Percebam que se todos se sentem merecedores do máximo de benesses, não haverá máximas benesses suficientes para todos. Haverá uma disputa eterna, um jogo excludente sempre em execução. Que nome poderíamos dar a este jogo? Quem pode mais, chora menos.

É a lógica da meritocracia entre aqueles que acreditam terem mais méritos que os demais.

E por que se mantém juntos? Ora, primeiro por que seus interesses são similares. Associados tudo fica mais fácil, afinal, sabem que são minoria no contexto social brasileiro. Não que serem minoria seja um problema para estes egocêntricos. Ao contrário: o desejo de serem únicos e especiais os fazem orgulhos de serem poucos. Em segundo lugar por que sem os outros egocêntricos, não haveria com quem demonstrarem suas qualidades especiais.

Seria como jogar o jogo de ser melhor que o outro, sem ter oponentes para ratificar a excepcionalidade do vencedor.

O problema fundamental não se resolve: Como cada egocêntrico vê o mundo através de suas próprias aspirações e desejos, não há mundo suficiente para o grupo destes indivíduos.

Quero dizer, parafraseando a Professora Tilburi, que os egocêntricos se unem e até cooperam entre si. Mas, nenhum abre mão de ser mais e fazer os outros serem menos. Por isto esta reunião é uma reunião paranoica. Sentam-se uns ao lado dos outros. Sempre próximos e visíveis entre si não por que se sintam iguais, mas por que temem serem enganados uns pelos outros. Cada um é um enganador e possível enganado.

Nada estranhável: é um grupo de sujeitos em que cada um se percebe como mais inteligente que o outro, mais astuto e mais perigoso que seus companheiros.

Até na periculosidade vale a meritocracia: que vença o mais perigoso.

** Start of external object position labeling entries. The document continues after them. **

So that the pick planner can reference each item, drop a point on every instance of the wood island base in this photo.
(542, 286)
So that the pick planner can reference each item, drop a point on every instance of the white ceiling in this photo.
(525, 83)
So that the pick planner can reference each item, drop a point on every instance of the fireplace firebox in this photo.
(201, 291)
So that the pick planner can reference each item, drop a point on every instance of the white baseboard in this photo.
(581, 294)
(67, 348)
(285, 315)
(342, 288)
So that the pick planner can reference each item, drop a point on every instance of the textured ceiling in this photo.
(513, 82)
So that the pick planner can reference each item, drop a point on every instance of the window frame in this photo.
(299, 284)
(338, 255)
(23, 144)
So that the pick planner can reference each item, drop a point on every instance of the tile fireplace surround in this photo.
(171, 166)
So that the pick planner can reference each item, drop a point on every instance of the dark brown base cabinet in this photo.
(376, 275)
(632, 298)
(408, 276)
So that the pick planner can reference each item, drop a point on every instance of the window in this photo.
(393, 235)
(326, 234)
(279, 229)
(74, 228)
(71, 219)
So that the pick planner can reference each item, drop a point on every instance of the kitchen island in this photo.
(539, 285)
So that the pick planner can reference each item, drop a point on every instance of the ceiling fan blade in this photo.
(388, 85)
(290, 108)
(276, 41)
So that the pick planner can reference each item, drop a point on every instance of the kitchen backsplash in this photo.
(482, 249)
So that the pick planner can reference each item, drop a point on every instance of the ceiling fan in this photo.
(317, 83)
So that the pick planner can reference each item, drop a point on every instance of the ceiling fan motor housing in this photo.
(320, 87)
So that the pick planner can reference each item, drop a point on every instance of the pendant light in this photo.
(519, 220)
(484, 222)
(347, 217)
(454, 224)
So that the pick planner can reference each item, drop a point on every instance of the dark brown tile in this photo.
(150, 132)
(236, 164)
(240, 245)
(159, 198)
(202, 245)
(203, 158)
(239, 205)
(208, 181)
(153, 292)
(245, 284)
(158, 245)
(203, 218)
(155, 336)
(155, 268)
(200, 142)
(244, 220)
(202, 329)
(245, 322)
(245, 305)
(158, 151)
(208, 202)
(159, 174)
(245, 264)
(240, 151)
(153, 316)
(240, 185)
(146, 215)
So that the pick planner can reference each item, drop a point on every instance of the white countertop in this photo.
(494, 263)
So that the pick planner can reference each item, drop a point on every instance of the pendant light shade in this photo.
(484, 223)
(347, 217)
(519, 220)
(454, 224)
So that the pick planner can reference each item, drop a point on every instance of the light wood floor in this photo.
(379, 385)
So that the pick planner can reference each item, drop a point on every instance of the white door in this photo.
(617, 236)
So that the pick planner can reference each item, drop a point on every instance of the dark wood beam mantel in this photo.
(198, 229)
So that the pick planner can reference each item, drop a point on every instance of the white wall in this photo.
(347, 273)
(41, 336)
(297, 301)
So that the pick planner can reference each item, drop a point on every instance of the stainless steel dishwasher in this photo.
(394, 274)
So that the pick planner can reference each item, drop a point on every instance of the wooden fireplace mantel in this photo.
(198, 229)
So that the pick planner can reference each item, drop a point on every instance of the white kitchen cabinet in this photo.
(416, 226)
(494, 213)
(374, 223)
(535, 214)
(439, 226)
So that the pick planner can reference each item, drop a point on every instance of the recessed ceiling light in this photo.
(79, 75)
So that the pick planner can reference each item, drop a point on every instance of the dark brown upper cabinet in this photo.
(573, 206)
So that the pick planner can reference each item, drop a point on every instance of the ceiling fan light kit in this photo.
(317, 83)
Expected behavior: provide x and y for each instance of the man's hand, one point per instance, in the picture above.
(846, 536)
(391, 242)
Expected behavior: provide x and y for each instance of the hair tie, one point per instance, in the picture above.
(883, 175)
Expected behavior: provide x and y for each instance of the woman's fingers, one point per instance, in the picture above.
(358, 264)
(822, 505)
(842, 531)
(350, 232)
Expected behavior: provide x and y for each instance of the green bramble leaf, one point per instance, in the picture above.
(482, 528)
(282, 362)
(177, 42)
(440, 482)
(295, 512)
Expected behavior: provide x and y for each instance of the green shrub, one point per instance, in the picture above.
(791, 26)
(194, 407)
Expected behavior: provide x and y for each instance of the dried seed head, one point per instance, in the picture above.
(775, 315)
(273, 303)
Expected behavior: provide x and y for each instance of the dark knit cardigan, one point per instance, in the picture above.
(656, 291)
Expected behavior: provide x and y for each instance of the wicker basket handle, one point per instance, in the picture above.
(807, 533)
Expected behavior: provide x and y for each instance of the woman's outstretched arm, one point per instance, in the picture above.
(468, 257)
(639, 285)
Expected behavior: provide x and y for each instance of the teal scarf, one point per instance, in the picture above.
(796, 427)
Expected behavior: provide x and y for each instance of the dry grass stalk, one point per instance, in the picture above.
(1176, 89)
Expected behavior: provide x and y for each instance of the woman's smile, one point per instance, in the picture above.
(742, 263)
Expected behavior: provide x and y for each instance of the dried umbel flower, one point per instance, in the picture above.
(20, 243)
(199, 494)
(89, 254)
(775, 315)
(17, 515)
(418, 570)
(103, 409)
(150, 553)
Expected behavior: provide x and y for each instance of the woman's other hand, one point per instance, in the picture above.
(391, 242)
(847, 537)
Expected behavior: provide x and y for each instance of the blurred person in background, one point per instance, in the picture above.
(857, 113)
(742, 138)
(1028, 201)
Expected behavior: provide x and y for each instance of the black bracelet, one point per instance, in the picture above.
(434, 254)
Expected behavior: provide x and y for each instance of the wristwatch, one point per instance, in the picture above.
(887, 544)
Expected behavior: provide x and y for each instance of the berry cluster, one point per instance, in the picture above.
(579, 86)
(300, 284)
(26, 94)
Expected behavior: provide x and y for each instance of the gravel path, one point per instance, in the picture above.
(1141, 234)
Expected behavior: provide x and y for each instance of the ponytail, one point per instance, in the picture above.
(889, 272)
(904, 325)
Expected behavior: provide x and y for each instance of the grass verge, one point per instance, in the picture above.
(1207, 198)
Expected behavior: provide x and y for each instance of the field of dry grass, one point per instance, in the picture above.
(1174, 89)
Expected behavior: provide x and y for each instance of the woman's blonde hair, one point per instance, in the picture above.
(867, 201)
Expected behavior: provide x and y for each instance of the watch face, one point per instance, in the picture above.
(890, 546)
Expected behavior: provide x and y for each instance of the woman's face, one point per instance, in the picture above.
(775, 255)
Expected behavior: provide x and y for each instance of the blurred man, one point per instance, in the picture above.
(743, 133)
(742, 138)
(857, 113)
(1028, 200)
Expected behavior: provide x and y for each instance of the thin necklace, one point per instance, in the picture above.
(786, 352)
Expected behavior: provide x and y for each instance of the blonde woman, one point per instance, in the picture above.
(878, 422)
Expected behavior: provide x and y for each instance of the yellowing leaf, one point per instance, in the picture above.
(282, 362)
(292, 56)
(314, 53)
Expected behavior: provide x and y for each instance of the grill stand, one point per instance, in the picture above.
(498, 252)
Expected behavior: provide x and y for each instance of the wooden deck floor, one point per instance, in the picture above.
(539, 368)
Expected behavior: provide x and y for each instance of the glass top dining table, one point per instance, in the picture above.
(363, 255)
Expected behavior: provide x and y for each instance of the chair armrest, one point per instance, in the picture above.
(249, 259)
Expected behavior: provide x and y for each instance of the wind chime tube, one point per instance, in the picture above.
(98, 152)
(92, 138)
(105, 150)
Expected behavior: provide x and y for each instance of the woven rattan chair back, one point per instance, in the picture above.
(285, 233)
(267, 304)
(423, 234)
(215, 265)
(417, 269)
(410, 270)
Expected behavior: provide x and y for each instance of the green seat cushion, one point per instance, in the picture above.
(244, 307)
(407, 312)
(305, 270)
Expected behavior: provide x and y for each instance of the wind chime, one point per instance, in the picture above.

Não há fraternidade ou simpatia neste grupo. Há interesses a serem defendidos. Convivem, toleram-se. Ritualizados se cumprimentam e sorriem. Nos bolsos gravadores de voz. Nos celulares as provas dos conluios. Cada um é o centro de tudo e tudo é centralizado nos interesses individuais.

Portanto, egocêntricos também se reúnem e colaboram entre si. Mas de maneira paranoica.

Vemos esta realidade não só nas altas esferas do governo Federal. Também percebemos o mesmo comportamento nos seguidores e apoiadores destes poderosos da extrema-direita.  

Todos se ajudam e se apoiam. Cada um acreditando que está apoiando e ajudando a si mesmo.

Falo de fatos. Basta acompanharmos as peripécias do presidente, dos ministros de governo e seus apoiadores no Congresso. E caso o leitor conheça grupos de “amigos” da extrema-direita que acreditam fazer parte de uma elite, perceberá as mesmas característica aqui descritas.